When I’m in a position to have an animal raised and brought through a good life to end up in my freezer, I surely will.
 
Not really. When determining quality grades (prime, choice select) intramuscular fat is a main factor in determining. There are a few others such as maturity and meat color. But for the most part the amount of intramuscular is the main deciding factor. The other part to this is there are plus and minus grades for each grade. Since quality grading is strictly done by observation there is room for error since nothing is measured.

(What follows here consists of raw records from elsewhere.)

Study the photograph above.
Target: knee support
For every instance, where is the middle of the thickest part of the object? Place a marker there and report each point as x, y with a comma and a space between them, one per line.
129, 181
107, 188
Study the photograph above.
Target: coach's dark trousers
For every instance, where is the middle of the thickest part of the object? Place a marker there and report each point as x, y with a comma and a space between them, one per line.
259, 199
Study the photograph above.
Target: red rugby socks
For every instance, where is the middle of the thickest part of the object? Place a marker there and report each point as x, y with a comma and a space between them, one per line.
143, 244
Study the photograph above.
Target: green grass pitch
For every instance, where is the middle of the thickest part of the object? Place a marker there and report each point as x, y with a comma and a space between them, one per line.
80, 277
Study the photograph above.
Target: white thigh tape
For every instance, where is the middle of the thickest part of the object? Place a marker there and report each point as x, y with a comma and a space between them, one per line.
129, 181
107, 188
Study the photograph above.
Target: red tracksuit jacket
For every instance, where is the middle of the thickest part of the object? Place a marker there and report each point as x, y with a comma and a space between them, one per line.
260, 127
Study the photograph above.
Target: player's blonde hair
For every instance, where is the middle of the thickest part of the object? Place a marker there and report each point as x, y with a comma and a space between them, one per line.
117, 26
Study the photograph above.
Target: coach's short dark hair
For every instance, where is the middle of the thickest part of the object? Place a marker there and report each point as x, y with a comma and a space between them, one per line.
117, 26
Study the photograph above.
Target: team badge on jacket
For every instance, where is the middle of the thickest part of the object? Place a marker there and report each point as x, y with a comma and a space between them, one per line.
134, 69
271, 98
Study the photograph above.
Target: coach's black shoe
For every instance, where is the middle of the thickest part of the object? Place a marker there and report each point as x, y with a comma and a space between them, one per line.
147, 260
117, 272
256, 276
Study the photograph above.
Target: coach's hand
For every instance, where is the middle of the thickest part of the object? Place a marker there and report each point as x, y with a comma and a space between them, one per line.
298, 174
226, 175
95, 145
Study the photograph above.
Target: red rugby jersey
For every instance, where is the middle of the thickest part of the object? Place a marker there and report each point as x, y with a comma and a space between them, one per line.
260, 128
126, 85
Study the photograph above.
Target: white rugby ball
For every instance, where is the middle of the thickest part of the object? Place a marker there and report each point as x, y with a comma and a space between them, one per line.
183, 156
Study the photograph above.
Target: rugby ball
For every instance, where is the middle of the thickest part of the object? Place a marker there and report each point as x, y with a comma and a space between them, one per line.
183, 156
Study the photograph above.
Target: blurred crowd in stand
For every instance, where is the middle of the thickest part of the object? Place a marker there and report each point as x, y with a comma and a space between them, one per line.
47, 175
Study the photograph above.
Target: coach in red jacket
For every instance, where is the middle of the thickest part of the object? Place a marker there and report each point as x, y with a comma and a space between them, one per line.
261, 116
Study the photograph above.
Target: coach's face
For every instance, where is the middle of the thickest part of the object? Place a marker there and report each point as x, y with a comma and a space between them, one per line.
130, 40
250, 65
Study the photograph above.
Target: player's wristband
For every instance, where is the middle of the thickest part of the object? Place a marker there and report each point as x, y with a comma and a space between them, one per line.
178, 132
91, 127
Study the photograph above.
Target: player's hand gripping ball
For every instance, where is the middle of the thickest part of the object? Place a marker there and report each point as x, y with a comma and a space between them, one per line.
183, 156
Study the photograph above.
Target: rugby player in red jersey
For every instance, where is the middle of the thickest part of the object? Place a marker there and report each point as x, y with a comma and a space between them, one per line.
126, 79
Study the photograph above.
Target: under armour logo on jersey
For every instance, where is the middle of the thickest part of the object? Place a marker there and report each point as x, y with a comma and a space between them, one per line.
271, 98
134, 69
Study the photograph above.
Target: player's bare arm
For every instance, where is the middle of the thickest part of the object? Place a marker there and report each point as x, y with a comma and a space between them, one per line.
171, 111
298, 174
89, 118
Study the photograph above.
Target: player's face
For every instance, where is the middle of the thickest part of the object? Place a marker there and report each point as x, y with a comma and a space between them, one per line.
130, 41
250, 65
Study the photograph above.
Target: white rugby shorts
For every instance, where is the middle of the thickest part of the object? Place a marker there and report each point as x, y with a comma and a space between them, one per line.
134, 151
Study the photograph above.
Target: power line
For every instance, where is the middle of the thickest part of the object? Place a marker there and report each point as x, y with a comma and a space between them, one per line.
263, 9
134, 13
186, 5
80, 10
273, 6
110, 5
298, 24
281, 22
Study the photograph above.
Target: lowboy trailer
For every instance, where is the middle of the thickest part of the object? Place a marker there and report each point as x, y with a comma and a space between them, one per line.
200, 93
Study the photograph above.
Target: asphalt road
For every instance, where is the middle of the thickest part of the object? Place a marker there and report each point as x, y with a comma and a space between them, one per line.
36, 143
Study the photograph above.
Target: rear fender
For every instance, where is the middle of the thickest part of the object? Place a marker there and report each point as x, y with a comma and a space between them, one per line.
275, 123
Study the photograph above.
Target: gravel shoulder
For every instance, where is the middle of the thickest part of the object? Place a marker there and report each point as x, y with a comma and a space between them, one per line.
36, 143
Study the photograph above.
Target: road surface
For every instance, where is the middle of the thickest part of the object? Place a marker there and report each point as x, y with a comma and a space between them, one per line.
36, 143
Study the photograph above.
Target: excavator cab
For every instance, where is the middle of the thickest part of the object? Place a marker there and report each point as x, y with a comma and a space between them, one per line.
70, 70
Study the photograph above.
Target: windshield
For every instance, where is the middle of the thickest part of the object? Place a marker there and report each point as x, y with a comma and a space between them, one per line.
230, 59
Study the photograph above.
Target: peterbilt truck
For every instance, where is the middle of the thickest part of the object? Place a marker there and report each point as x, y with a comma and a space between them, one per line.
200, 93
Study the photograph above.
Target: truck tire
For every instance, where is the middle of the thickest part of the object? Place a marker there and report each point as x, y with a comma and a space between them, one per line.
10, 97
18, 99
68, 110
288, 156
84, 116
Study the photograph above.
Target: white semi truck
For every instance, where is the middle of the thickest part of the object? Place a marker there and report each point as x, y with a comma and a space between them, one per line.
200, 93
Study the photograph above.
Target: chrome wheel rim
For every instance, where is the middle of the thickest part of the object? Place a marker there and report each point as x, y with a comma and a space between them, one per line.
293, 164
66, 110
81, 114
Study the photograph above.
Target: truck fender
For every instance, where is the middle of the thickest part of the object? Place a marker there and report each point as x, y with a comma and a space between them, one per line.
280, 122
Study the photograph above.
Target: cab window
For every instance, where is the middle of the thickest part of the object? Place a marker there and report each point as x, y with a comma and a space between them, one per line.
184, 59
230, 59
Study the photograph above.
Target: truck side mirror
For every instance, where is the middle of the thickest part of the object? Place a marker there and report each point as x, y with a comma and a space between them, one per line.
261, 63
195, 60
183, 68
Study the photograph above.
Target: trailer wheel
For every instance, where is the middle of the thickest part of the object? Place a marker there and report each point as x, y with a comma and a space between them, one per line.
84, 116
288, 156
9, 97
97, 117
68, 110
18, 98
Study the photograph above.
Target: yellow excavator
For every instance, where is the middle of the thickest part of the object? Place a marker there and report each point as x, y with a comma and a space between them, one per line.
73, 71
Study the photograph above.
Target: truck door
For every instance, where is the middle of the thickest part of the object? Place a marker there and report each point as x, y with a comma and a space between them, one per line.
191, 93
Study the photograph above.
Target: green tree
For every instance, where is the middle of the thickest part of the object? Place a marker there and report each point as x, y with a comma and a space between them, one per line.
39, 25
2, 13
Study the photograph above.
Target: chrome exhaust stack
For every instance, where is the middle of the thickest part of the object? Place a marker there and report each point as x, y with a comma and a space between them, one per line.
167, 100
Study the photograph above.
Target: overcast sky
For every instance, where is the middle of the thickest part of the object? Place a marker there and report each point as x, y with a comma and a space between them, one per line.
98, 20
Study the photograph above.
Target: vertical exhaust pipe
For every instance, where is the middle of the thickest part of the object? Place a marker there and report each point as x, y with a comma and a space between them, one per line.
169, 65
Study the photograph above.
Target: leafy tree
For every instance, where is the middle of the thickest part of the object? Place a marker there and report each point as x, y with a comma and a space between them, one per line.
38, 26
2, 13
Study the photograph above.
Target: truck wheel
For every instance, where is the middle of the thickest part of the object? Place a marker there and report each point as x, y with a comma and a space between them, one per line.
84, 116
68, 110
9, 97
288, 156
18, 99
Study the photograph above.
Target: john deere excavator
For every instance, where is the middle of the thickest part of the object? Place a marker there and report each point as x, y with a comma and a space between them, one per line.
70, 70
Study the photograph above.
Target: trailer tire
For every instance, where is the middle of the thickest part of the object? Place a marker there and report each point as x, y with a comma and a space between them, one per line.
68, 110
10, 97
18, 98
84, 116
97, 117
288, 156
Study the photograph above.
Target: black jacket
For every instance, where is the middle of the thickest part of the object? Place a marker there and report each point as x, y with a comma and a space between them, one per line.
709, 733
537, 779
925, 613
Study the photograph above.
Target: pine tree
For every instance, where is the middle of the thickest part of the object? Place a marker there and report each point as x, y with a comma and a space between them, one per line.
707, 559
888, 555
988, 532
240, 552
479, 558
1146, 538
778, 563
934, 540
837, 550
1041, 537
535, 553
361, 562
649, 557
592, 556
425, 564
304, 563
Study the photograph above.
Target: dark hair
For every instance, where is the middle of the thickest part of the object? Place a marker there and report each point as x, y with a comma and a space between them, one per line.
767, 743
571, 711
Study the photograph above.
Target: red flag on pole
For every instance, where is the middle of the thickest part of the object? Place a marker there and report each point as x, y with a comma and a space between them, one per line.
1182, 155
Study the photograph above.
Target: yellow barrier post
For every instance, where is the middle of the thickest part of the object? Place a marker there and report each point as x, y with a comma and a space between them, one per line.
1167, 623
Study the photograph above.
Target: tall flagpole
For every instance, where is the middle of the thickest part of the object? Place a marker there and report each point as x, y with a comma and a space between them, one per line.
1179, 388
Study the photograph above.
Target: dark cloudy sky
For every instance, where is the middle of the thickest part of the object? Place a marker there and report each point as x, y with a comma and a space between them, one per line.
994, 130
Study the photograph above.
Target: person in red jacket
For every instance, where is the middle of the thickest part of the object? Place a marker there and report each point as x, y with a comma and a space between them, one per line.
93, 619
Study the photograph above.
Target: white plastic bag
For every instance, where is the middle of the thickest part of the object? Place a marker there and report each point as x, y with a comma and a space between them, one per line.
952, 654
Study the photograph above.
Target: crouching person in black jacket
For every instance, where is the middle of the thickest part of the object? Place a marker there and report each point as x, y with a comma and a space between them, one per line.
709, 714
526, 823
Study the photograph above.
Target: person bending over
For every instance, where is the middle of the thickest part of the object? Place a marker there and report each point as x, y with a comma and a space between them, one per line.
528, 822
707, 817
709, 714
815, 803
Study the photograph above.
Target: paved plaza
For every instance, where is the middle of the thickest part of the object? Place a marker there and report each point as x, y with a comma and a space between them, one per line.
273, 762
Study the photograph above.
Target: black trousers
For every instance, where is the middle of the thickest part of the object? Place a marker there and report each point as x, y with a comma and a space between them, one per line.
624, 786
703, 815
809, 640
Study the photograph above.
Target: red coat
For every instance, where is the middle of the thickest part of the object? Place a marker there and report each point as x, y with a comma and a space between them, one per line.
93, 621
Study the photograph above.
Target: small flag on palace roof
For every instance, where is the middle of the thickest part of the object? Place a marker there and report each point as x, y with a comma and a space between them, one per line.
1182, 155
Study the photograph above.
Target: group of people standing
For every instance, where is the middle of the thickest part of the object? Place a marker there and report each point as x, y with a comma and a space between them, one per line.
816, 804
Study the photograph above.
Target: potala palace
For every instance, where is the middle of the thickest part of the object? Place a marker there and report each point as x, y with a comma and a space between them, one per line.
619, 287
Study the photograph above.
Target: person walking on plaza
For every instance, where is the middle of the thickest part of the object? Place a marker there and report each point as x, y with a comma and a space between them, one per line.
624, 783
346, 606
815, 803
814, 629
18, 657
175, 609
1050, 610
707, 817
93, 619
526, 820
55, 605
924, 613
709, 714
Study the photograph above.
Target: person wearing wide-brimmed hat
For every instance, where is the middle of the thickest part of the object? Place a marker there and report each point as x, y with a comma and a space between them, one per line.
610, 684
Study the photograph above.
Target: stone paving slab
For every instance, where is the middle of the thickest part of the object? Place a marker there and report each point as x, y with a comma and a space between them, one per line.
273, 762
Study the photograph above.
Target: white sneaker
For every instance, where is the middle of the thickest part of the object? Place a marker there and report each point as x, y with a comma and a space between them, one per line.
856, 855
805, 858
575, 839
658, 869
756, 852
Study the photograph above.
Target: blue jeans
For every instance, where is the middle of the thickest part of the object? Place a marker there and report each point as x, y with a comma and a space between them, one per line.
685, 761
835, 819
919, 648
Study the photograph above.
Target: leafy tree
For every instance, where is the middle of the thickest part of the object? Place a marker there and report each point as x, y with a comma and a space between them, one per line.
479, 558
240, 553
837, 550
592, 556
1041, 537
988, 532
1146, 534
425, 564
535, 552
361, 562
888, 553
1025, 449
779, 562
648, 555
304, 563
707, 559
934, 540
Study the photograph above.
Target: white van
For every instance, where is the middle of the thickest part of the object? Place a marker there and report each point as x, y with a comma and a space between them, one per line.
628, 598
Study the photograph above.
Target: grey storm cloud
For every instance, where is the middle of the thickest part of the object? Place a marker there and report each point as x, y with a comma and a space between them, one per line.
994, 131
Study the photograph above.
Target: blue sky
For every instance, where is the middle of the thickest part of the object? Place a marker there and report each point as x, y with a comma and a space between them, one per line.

The difference between choice plus and prime minus would be really hard to tell just by looking at intramuscular fat.

Overall fat content or cover fat (the amount you trim) is not part of the quality grade. This is a part of the yield grade. Cover fat like intramuscular fat is not the only factor in the yield grade but the characteristic that is weighted the most. Rarely when you buy meat at a retail store will you ever see the yield grade. Restaurants however will order based on both quality and yield grade. Quality grade that customers will recognize but a yield grade of 2 maybe 3 so they are not trimming a bunch of fat which is a loss. If you are trimming a lot of fat likely you have a yield grade 4.

Enough about meat grading and back to the basic question. For me the best brisket to buy, albeit spendy, is from Snake River Farms. These cattle are part of a strict certification program with a cross breeding program using Wagu bulls. Makes for an exceptional product with extraordinary intramuscular fat and tenderness. If you want to impress your future in laws I’d buy a Snake River Farms brisket ;)
That's interesting--the butcher at my local Costco told me that they do consider the overall fat content in their labels. Perhaps that's why we sometimes still notice differences in intramuscular fat among all these "prime" cuts. I would definitely agree that some looked more like "primus minuses" with a big fat cap than true primes.

In any case, I wonder if anyone has ever done a true taste test among similar brisket cuts from Costco vs. SRF. Now that would be worth watching on Youtube!
 
Prime beef grades are determined by marbling within the lean, and maturity of the animal.
External fat has nothing to do with the grading.
 
Well, the other thing is Costco is not allowed to grade the product, that is under the flag of the USDA, so, the guy at Costco was telling stories out of school.